John Burris married Sarah Ann Squires a few years after his daughter was born. No further record has been found of Johanna Triffitt or her daughter Susan. Maybe George Daley was actually her child, maybe she left the state, maybe her death was recorded under another name.
Isaac Daley married Maria Triffitt. The surname may seem familiar. Maria was the daughter of John Frederick Triffitt and Elizabeth Hay. John Frederick was Susan’s brother, another child of Thomas and Mary. A cousin match always does interesting things to DNA matches. At the time of the marriage, Maria Triffitt was the mother of one year old twins. The twins have gone down in the records as Isaac’s children, but once again I do not know for sure.
Emily, third child in the family, married Frederick Edwin Triffitt. Frederick Edwin was Maria’s brother.

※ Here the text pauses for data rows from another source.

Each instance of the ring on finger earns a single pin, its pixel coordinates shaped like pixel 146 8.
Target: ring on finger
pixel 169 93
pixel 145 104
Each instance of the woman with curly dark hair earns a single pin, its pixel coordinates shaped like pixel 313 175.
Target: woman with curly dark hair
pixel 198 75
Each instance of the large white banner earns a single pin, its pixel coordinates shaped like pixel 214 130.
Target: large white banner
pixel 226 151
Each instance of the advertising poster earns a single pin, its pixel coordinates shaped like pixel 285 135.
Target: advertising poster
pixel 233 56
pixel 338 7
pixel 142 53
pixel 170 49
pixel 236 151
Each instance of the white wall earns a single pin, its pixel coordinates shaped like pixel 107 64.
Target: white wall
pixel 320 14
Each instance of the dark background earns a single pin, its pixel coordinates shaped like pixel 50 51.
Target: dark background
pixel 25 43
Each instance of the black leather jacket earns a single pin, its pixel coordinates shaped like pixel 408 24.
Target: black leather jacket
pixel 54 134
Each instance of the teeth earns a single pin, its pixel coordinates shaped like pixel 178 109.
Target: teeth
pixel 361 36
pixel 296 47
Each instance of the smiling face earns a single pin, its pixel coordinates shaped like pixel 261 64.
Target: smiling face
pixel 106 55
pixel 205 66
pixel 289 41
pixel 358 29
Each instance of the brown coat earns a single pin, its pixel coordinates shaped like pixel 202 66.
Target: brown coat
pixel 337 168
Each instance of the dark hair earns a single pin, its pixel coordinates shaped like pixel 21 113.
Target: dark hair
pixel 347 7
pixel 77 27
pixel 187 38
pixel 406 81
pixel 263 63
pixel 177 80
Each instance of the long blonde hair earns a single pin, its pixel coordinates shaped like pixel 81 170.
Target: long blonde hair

Edward married Elizabeth Pearce. The Pearce family are another tangled tree of the Ouse region and I am not sure just where Elizabeth fits. A daughter of Edward and Elizabeth then married a son of Frederick Edwin and Emily. That son was already the result of a cousin match so after the next cousin match, I’m not sure how easy it would be to work with their DNA. The matches would throw back several generations.

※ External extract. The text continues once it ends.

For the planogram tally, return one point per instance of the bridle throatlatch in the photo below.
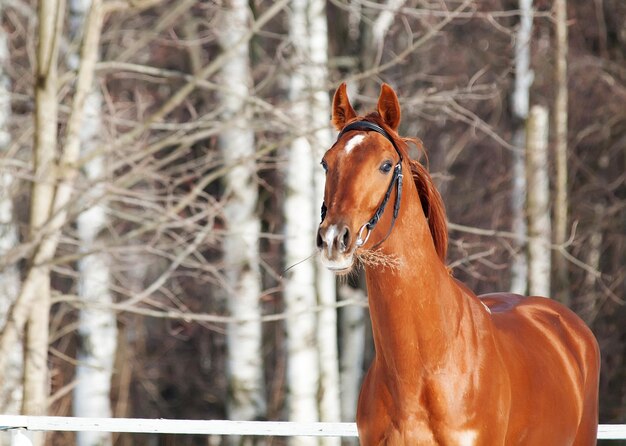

Twins are a Triffitt inheritance so a fair indication that Maria really was the daughter of John Frederick, and that John Frederick really was the son of Thomas. Four months into their marriage, Maria died of syncope caused by internal haemorrhage. She was probably pregnant. At the age of eighteen, Isaac found himself a widower with two very young sons. Six years later he found consolation in two young ladies, each of whom gave him a child within weeks of each other. This may well indicate the improvement in record keeping rather than new activity on Isaac’s part.
One was Isaac’s new partners was Maria’s sister Anne, his cousin. Isaac and Anne were married. No doubt the family saw to that. The other was Harriet Pearce, daughter of John and Sarah Pearce. Harriet was undoubtedly related to Elizabeth who married Edward, but they weren’t sisters because Harriet already had a sister Elizabeth, who married my 3xgreat grandmother’s brother. So there are complicated connections between my family and my father in law’s, but luckily it’s by marriage. I have not discovered what became of Harriet or of her son.
The post is getting long and confusing so I’ll leave it there. It’s very hard to know if the marriages occurred because the men were the father, or because the girl needed a husband and the family put pressure on whichever of their members were still a bachelor.
Yes, this is doing the family tree is really about. These guys had a tough life with few resources, they looked after each other very well and I’m proud to learn about their lives and include them in the tree. But what a puzzle!